Efeziërs 6:13-18 geeft ons een beschrijving van de geestelijke wapenrusting die God ons geeft. Wij moeten standhouden met (a) de gordel der waarheid, (b) het borstschild der gerechtigheid, (c) het evangelie des vredes, (d) het schild des geloofs, (e) de helm des heils, (f) het zwaard des Geestes, en (g) het bidden in de Geest. Wat stellen deze onderdelen van de geestelijke wapenrusting voor ons voor in de geestelijke oorlogsvoering? Wij moeten de waarheid kennen, geloven en verkondigen. Wij moeten rusten in het feit dat wij rechtvaardig zijn verklaard vanwege het offer dat Christus voor ons heeft gebracht. We moeten het evangelie verkondigen, hoeveel weerstand we ook krijgen. Wij mogen niet wankelen in ons geloof en vertrouwen op de beloften van God, hoe sterk wij ook aangevallen worden. Onze ultieme verdediging is de zekerheid die wij hebben van onze verlossing, een zekerheid die geen geestelijke macht ons kan ontnemen. Ons aanvalswapen is het Woord van God, niet onze eigen meningen en gevoelens. En we moeten bidden in de kracht en de wil van de Heilige Geest.

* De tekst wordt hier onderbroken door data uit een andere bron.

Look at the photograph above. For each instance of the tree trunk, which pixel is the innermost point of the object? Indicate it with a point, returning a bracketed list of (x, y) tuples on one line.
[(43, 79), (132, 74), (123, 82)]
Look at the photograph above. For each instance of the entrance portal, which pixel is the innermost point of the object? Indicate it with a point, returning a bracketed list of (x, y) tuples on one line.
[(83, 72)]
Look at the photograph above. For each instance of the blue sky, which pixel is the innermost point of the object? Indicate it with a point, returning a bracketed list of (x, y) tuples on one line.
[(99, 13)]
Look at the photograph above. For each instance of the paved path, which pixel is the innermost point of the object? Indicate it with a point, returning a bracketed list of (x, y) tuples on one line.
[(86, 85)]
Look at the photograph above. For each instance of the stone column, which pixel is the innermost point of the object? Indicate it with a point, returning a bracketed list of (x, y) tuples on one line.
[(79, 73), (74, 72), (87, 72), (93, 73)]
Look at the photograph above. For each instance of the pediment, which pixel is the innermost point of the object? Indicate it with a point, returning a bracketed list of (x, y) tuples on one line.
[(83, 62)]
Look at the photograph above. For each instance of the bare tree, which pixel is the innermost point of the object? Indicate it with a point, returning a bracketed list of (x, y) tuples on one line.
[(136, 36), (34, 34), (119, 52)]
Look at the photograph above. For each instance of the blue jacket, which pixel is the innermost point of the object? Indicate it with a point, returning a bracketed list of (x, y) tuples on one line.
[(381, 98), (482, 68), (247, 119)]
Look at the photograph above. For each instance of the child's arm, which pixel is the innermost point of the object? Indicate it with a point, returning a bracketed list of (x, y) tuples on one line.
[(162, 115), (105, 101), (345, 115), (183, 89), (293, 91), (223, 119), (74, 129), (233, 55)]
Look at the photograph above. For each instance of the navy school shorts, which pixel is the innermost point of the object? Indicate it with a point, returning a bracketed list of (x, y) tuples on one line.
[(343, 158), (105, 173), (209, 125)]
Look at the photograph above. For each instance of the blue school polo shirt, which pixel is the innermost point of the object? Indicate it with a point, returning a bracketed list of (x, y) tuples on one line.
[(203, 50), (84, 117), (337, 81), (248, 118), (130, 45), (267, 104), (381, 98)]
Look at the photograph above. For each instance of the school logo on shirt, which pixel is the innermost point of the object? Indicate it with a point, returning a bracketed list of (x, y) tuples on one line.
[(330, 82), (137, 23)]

Jezus is ons beste voorbeeld voor het weerstaan van verleiding in geestelijke oorlogvoering. Let op hoe Jezus omging met de directe aanvallen van Satan toen Hij in de woestijn verzocht werd (Mattheüs 4:1 – 11). Elke verleiding werd bestreden met de woorden “Er staat geschreven”. Het woord van de levende God is het machtigste wapen tegen de verleidingen van de duivel. “Uw woord heb ik in mijn hart verborgen, opdat ik tegen U niet zondig” (Psalm 119:11).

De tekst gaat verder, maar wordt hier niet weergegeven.